McMahon officially announced his retirement in an official statement shared by the company, confirming his daughter, acting chairwoman and CEO Stephanie McMahon, and WWE President Nick Khan, would take over as co-CEOs amid his departure.
Wrestling Observer's Dave Meltzer reported McMahon's son-in-law, Paul 'Triple H' Levesque, would be leading WWE creative, according to an email sent to WWE employees, which was later confirmed by Levesque.
WWE announced Levesque would resume his executive position as WWE's EVP of talent relations effective immediately on July 22, hours before McMahon officially announced his retirement.
“I look forward to returning to my prior position as head of Talent Relations. I’m healthy, fired up, and ready to take charge,” Levesque said at the time in a news release shared on WWE.com.
All four of the women mentioned in the Wall Street Journal's report were formerly affiliated with WWE and signed agreements with McMahon prohibiting them from discussing possible legal claims or their relationship with him publicly, sources with knowledge of the situation confirmed to the Journal.
The newer reported settlements include McMahon paying $7.5 million to a former WWE wrestler who claimed McMahon coerced her into giving him oral sex and then demoted her before ultimately deciding not to renew her contract after she resisted additional sexual encounters, sources familiar with the situation confirmed to the Journal.
A WWE contractor also claimed that McMahon sent her unsolicited nude photos of himself to her and sexually harassed her on the job, which resulted in a payout of "roughly $1 million," according to sources.
A former manager who had previously worked for McMahon for 10 years alleged that McMahon initiated a sexual relationship with her and paid $1 million in hush money, sources with knowledge confirmed to the Journal.
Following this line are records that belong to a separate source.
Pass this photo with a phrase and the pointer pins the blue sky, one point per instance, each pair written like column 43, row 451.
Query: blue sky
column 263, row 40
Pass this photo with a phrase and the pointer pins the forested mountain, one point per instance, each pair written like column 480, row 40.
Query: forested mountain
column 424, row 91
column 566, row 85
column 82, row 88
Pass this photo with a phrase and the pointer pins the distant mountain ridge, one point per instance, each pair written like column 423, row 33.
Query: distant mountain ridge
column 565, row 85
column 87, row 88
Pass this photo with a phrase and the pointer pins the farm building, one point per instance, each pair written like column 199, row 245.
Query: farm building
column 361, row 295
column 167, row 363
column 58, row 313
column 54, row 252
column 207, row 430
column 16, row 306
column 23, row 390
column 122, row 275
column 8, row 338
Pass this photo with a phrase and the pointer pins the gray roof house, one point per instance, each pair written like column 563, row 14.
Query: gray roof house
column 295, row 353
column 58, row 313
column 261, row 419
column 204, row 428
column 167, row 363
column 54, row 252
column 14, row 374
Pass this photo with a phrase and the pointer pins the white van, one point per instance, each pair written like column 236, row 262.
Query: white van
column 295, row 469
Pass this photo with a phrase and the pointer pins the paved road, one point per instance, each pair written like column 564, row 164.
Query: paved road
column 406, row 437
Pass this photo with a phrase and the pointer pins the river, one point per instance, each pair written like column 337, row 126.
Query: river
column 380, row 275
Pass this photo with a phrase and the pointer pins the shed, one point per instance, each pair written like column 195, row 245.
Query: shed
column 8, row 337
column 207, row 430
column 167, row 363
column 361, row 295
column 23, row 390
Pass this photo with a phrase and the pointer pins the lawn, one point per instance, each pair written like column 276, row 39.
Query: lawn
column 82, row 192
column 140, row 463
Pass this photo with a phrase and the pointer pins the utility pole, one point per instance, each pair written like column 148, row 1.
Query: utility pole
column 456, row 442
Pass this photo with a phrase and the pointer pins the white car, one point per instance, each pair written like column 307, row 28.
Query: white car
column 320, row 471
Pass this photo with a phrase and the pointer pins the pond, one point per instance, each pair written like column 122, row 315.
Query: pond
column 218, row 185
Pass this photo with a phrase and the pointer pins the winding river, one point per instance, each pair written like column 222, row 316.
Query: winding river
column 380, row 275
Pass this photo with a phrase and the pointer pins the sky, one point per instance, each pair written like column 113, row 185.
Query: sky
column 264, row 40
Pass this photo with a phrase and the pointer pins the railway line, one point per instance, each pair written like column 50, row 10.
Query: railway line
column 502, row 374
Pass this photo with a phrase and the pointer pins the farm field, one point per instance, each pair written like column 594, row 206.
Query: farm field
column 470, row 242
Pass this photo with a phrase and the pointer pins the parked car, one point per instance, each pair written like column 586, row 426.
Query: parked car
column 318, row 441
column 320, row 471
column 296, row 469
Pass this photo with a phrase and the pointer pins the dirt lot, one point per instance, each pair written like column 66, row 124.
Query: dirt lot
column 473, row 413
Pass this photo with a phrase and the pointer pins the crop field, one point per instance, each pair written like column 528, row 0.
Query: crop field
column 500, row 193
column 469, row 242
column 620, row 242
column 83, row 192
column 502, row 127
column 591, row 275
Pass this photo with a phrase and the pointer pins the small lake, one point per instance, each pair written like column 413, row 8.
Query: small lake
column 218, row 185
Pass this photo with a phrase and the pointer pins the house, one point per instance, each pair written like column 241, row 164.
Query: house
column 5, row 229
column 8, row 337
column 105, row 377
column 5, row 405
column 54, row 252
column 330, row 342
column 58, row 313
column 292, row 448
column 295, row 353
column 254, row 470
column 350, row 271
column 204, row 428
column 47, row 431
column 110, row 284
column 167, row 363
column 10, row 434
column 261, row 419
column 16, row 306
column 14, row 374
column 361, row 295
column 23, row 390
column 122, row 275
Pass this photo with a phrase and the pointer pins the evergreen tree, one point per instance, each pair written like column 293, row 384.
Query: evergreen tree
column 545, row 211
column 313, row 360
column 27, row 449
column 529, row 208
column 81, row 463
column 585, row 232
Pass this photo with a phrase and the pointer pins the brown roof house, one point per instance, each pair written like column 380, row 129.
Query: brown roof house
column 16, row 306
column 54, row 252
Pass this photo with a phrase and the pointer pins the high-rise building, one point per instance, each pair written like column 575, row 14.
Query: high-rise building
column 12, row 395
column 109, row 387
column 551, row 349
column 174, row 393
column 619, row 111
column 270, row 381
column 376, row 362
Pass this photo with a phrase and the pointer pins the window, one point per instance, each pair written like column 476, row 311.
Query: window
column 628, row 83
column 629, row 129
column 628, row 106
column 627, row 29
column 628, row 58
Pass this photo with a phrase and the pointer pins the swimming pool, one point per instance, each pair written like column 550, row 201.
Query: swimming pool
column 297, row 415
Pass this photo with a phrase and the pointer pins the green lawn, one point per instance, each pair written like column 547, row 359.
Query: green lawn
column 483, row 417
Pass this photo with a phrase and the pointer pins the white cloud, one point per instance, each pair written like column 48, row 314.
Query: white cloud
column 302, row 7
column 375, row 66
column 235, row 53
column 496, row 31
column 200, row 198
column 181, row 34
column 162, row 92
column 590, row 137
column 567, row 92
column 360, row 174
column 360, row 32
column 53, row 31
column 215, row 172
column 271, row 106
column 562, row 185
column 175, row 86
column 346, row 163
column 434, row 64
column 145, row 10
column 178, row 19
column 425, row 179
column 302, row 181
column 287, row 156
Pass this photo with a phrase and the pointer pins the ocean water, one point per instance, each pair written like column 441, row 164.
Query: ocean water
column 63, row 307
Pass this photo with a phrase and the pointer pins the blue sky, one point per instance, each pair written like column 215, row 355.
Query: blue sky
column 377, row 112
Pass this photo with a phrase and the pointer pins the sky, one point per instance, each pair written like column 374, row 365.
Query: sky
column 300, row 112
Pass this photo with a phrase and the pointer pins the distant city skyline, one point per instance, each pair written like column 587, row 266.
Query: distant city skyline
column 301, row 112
McMahon voluntarily stepped down from his responsibilities amid the ongoing investigation into alleged misconduct and would be replaced by his daughter on an interim basis.
“I have pledged my complete cooperation to the investigation by the Special Committee, and I will do everything possible to support the investigation. I have also pledged to accept the findings and outcome of the investigation, whatever they are,” McMahon said in the joint release on behalf of WWE and its Board of Directors.
Since then, McMahon had made multiple in-character appearances on both Friday Night SmackDown and Monday Night Raw, though not directly addressing the allegations or investigation and appeared publicly at the UFC 276 event in Las Vegas shortly after the conclusion of WWE's Money in the Bank event in the same city.
According to the Journal, the agreement was made in January to prevent the woman, a former WWE paralegal, from discussing her relationship with McMahon or making critical statements about him publicly.
A spokesperson for WWE confirmed to the Journal that the company is cooperating with the board's investigation -- which was launched in April -- and that the relationship between the 76-year-old and the former employee was consensual.
McMahon has been married to his wife, Linda -- who served as WWE's president and later CEO from 1980 to 2009 and later as Small Business Administration chief as part of former President Donald Trump's administration from 2017 to 2019 -- since 1966.
The Journal also reports that the board's investigation revealed other nondisclosure pacts stemming from misconduct claims involving other women who had previously worked for WWE, which involved McMahon and John Laurinaitis, WWE's general manager of talent relations, who was reportedly fired on Monday (August 8), according to PWInsider.
McMahon disposed 38,519 of his shares of World Wrestling Entertainment stock at $0 following his recent retirement, but still remains the company's top shareholder, according to an SEC filing shared on WWE's official corporate website on July 26.